Rodario has joined #ste||ar
Rodario1 has quit [Ping timeout: 240 seconds]
* zao
shakes a tiny fist at hwloc
<zao>
Or rather, HPX's assumptions about machine structure :P
<jbjnr>
zao: what assumptions?
mcopik has joined #ste||ar
<zao>
jbjnr: As far as I got before I stopped hacking, it assumes that a core has PU children directly below.
<zao>
I've got a machine that doesn't expose "core" to hwloc at all, due to a bit of lack of OS support.
<zao>
Also no cache or package info.
<zao>
Might have to fix the OS in this case.
<zao>
Or just not try to build on it anymore.
<zao>
The day someone builds a cluster on DragonFlyBSD, I'll be very scared.
<jbjnr>
hmmm. not strictly an hpx failed assumption then. is it a show stopper or have you worked around it?
<zao>
I gave up.
<jbjnr>
hmmm
<zao>
Got no idea what the code is supposed to be used for, and where else it's assumed to be like that.
<jbjnr>
pus - but no cores - we ought to be able to work around that
<jbjnr>
just assume that if cores is zero, we set it to #pus - but then the affinity masks would be incorrect. yes it might be a serious problem
<jbjnr>
cos everything in hwloc uses masks for cores/domains etc
<zao>
I should upstream what I have for now, but it's still rather broken logically.
<zao>
At least we found a hang in the RP ctor :)
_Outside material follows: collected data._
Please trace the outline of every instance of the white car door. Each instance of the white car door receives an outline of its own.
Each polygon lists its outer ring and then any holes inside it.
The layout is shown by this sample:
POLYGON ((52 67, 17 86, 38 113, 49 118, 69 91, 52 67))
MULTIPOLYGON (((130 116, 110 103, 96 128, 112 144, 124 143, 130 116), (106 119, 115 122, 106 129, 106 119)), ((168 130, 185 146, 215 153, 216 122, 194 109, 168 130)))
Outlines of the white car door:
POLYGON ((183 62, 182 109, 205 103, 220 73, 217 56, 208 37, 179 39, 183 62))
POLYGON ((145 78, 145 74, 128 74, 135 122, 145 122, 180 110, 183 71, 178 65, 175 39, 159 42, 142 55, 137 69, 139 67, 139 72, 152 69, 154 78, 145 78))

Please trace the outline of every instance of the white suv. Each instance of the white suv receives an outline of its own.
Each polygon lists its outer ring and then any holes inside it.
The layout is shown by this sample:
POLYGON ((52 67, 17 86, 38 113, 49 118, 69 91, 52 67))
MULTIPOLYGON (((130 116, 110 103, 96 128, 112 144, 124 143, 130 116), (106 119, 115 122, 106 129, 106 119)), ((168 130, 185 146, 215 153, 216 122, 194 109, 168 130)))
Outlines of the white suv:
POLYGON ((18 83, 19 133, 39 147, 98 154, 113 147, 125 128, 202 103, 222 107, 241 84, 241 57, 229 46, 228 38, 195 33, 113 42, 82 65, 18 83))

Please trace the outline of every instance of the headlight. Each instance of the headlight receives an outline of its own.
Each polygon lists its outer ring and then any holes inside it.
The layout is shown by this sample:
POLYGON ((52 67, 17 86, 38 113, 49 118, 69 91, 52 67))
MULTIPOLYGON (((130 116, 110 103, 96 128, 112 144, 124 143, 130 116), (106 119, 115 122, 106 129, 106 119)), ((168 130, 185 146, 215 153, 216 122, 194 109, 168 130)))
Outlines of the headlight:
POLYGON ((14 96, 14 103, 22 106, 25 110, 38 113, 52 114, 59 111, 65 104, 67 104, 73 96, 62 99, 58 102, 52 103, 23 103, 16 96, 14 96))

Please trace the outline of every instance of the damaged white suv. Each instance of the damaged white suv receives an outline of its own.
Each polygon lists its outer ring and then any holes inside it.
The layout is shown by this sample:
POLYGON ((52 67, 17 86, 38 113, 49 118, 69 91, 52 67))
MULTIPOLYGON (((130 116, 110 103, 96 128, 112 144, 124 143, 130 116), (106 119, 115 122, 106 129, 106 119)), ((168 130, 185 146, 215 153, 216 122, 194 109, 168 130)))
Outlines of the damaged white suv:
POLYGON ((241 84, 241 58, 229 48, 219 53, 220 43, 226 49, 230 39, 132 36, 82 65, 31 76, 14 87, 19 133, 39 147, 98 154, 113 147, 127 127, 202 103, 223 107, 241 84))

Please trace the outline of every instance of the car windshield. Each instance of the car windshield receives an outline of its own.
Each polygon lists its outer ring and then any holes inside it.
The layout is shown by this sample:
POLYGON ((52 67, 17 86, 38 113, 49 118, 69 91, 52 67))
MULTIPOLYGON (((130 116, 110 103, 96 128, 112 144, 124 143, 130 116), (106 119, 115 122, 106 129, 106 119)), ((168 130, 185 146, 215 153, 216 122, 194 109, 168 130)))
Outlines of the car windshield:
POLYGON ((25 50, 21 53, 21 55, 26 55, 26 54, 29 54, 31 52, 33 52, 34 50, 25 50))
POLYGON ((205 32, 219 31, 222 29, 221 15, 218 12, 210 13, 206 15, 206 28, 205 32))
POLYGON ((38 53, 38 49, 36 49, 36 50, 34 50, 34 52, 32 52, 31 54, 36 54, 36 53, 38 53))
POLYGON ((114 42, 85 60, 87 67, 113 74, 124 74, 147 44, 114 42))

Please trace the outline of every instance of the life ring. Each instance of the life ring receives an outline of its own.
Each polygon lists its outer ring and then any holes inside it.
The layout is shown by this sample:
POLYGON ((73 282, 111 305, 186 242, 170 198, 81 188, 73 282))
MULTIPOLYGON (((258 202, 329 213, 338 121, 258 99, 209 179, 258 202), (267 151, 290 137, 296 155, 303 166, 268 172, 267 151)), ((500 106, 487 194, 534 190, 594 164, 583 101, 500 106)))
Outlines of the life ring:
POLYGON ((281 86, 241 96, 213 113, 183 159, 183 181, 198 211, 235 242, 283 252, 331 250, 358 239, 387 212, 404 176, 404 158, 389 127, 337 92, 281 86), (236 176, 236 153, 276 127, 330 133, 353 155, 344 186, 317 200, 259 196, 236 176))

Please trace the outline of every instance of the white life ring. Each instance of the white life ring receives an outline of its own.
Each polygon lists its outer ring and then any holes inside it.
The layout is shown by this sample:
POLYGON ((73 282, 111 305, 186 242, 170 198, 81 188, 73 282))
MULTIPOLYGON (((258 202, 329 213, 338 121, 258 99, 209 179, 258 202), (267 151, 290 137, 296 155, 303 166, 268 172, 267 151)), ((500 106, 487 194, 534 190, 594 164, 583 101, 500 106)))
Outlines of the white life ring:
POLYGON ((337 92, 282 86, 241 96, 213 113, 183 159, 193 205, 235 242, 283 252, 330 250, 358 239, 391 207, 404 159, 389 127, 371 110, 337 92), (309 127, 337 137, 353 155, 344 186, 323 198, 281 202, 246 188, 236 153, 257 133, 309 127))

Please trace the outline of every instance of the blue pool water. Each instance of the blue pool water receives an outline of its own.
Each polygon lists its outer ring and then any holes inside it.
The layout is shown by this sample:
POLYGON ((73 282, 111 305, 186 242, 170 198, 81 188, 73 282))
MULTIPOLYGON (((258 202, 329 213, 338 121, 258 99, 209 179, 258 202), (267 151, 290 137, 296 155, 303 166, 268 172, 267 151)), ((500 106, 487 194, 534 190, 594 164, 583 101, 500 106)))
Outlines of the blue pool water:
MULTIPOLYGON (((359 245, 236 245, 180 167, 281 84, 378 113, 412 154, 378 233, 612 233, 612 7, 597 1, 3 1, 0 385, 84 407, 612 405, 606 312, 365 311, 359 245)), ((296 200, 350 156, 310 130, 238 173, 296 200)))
Rodario1 has joined #ste||ar
Rodario has quit [Ping timeout: 240 seconds]
aserio has quit [Quit: aserio]
Rodario has joined #ste||ar
Rodario1 has quit [Ping timeout: 252 seconds]
bikineev has joined #ste||ar
Rodario1 has joined #ste||ar
diehlpk_work has quit [Quit: Leaving]
Rodario has quit [Ping timeout: 248 seconds]
mcopik has quit [Ping timeout: 240 seconds]
Rodario has joined #ste||ar
Rodario1 has quit [Ping timeout: 240 seconds]
EverYoung has quit [Remote host closed the connection]
Rodario1 has joined #ste||ar
Rodario has quit [Ping timeout: 260 seconds]
Rodario1 has quit [Client Quit]
Rodario has joined #ste||ar
bikineev has quit [Remote host closed the connection]
Rodario has quit [Quit: Leaving.]
Rodario has joined #ste||ar
Rodario has quit [Quit: Leaving.]
zbyerly_ has joined #ste||ar
bikineev has joined #ste||ar
Matombo has quit [Remote host closed the connection]